IX

444 43 0
                                    

"Roy, sen ne yaptığını sanıyorsun!" diye bağırdım istemsizce. Etraftaki birkaç göz bize çevrildi. Ses tonumu düşürdüm. "Bırak beni!"

Beni dinlemedi. Hızlı adımlarla okulun arka tarafındaki koruluğa doğru ilerlemeye başladı. Kolumdan tuttuğu için peşinden sürükleniyordum.

"Roy!" Kolumu çekiştirmeye ve ona engel olmaya çalıştım. Çabalarımın boşuna olduğunu biliyordum çünkü Roy fiziksel olarak gerçekten güçlü birisiydi. Yanında oldukça ufak kalıyordum. Elinden kurtulamayacağımı biliyordum, yine de karşı koymaya devam ettim.

"Sana beni bırak dedim!" Hâlâ okul sınırları içindeydik ve onun öğrencilerin içinde bunu yapması sinirlerimi bozmuştu. "Konuşacak hiçbir şeyimiz yok!"

"Var! Lea konuşmamız gereken bir sürü şey var!" En sonunda bana bakmış ve cevap vermişti. Bakışları ilginç bir şekilde samimi ve endişeliydi. Gözleri ona güvenebileceğimi söylüyordu ama bu duruma anlam veremiyordum.
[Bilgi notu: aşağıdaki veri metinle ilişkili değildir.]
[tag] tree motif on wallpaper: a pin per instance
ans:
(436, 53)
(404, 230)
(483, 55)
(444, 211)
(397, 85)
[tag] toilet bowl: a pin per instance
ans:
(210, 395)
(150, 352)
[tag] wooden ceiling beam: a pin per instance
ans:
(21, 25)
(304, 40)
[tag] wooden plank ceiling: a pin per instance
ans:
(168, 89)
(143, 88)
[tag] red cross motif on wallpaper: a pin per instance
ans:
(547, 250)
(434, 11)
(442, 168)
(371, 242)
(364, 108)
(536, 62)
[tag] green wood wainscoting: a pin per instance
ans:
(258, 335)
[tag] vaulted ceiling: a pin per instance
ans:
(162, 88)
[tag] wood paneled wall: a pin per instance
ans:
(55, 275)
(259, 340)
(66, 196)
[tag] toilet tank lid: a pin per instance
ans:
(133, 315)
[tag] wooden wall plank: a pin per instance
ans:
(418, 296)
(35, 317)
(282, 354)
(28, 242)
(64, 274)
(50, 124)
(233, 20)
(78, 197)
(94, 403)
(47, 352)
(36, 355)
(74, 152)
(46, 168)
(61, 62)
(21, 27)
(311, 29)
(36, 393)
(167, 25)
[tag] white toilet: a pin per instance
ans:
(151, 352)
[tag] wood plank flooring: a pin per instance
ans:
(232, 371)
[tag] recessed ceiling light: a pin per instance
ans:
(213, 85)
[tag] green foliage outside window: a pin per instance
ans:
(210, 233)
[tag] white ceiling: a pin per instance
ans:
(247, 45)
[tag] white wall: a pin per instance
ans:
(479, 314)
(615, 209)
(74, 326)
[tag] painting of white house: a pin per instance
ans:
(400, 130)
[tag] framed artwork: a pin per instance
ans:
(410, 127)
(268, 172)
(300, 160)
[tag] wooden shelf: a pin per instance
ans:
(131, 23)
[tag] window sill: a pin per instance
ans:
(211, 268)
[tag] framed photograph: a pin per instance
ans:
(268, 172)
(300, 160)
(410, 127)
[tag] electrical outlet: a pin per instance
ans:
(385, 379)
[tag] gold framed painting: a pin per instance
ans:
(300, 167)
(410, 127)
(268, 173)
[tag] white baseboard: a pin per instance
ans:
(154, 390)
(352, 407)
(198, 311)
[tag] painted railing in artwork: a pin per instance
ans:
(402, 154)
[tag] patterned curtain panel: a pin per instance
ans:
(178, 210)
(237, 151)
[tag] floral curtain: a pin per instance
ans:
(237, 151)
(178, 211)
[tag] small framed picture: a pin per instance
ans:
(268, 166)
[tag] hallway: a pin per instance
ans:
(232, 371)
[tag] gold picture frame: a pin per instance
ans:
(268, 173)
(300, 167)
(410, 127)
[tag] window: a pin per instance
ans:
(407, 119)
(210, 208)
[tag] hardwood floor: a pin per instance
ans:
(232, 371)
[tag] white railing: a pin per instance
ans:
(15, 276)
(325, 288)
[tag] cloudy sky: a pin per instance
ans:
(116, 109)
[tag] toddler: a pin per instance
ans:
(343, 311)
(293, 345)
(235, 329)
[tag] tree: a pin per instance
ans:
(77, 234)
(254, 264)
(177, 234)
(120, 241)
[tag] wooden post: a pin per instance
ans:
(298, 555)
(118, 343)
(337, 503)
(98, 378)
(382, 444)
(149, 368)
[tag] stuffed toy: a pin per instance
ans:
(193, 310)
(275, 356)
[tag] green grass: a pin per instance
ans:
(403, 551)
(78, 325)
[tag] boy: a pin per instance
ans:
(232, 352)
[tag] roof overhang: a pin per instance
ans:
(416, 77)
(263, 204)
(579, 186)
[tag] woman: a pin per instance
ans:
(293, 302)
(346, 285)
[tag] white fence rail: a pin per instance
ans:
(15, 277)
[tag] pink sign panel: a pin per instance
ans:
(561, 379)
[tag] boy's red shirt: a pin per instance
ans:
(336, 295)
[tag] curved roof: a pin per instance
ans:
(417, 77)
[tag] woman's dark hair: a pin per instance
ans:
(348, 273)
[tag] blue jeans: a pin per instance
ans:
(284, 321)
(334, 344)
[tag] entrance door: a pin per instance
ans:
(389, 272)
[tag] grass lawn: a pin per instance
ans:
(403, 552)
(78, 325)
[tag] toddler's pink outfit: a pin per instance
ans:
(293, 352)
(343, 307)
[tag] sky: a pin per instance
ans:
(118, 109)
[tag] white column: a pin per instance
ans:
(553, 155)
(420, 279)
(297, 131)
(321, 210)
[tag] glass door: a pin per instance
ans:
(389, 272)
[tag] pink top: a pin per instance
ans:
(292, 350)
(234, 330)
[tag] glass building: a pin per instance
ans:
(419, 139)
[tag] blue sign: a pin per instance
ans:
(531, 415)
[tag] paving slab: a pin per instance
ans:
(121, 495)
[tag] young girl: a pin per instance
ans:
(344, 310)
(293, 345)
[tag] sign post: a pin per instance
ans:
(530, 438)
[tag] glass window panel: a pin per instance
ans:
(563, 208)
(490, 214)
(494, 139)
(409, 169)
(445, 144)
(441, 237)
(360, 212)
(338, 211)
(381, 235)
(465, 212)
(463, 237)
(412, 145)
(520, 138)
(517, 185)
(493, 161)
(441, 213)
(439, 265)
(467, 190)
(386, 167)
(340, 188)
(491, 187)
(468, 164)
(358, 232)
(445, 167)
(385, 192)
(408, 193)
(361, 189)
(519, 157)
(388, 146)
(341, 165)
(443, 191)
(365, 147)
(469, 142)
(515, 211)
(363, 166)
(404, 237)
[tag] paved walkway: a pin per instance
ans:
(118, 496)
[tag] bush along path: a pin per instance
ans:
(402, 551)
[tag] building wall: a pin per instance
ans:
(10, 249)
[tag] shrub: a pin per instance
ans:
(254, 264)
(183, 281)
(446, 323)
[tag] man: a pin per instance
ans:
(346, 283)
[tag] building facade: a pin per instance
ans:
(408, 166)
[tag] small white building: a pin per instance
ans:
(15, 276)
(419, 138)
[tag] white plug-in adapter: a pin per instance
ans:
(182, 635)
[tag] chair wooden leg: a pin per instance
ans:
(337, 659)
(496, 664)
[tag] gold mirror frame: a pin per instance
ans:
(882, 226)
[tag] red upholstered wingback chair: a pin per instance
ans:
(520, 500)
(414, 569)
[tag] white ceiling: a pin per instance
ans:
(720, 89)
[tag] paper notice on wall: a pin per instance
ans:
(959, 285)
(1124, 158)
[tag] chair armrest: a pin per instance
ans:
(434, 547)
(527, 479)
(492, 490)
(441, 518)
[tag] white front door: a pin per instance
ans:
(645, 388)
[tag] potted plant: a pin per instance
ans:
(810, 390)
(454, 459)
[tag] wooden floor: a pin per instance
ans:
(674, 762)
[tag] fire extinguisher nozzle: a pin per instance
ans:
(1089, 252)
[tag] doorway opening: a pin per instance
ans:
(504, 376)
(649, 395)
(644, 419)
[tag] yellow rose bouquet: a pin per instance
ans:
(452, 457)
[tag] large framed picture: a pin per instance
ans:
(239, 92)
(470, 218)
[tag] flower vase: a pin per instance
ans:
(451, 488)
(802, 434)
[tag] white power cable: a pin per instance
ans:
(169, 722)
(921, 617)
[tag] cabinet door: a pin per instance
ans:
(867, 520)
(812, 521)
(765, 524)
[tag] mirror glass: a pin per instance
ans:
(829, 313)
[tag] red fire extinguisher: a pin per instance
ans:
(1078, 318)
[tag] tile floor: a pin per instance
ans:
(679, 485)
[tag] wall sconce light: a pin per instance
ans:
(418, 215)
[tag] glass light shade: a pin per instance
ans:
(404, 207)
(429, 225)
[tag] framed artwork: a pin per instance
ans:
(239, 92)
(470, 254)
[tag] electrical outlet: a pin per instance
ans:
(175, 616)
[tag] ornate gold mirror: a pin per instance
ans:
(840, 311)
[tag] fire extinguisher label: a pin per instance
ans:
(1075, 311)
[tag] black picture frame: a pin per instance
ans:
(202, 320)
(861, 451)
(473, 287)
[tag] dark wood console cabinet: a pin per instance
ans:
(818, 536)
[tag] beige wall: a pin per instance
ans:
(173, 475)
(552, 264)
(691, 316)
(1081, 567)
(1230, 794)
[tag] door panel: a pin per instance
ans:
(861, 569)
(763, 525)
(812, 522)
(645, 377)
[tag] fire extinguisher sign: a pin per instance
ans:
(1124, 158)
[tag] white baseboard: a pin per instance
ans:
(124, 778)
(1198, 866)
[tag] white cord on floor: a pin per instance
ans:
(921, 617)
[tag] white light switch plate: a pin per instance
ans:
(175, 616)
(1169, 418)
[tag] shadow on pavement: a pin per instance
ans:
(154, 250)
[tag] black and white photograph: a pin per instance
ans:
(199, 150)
Benden ayrılmıştı, benimle uzun zamandır konuşmamıştı ama beni başka biriyle gördükten sonra böyle garip davranmaya başlamıştı. Onu birçok kişiden daha iyi tanıyordum. Sonuçta sekiz aylık bir birlikteliğimiz olmuştu. Bu süre içinde onu tanıdığım kadarıyla Roy'un kıskançlıktan saçma şeyler yapacak biri olmadığını biliyordum. Hareketlerine anlam veremememin sebebi buydu.

Ona karşı koymayı bıraktım ve beni okulun arkasındaki koruluğa sürüklemesine izin verdim. Koruluğun iç taraflarına gittiğimizde kolumu bıraktı. Serbest kaldığım an iki adım geriledim.

"Ne söyleceksen çabuk söyle. Bu şey bir an önce bitsin istiyorum."

Roy sırtını arkasındaki ağaca yaslayarak kollarını bağladı. "Benden bu kadar mı nefret ediyorsun?"

Cevap vermedim. Ona karşı olan duygularıma nefret demek yanlış olurdu.

"Hatırlıyor musun?" diye mırıldandı. "Aynı bunun gibi bir korulukta kız arkadaşım olmanı istemiştim."

"Roy, saçmalıklarını dinleyecek vaktim yok."

"Değiştin Lea," dedi sessizce. "O çocuk sayesinde mi?"

"Ne değişiminden bahsediyorsun?" diye sordum.

"İyi bir değişimden bahsediyorum," dedi. "Eski zamanlardaki gibi mutlu görünüyorsun. Gözlerindeki ışıltı geri döndü." Bakışlarını yere indirdi. "Jeremy'nin doğumgününden beri ilk kez bu kadar iyi görünüyorsun. Geçtiğimiz iki ay senin için oldukça zor bir süreçti, değil mi?"

"Sayende," dedim öfkeyle. "Sen, Sasha, Arnold ve Jeremy sayesinde son iki ayımın pek güzel geçtiği söylenemez. "

"Emin ol, anlıyorum."

"Anlayamazsın, sen hiç benim durumuma düşmedin."

"Senin başına gelenler gerçekten korkunç şeyler, bunları anlayabiliyorum. Çünkü seni empati yapabilecek kadar iyi tanıyorum."

Böyle şeyler söyleyince ona kızamıyordum çünkü haklıydı. Birbirimizi gerçekten iyi tanıyorduk.

Yine de ona çok kızgındım ve ağzıma geleni söylemek konusunda kendime engel olamıyordum.

"Beni gerçekten bu kadar iyi tanıyor olsaydın beni yalnız bırakmazdın," dedim buruk bir sesle. "Çünkü eğer beni gerçekten tanıyor olsaydın, yalnız kaldığımda harabeye döneceğimi bilirdin."

Bana doğru yaklaşmaya başladı. "İşte benim seninle konuşmak istediğim konu da bu..."

"Hayır!" Bana yaklaştıkça geriye doğru adımlar atmaya başladım. "Benden sırf yanımda görünmekten utandığı için ayrılan eski sevgilimle bu konuyu konuşmayacağım!"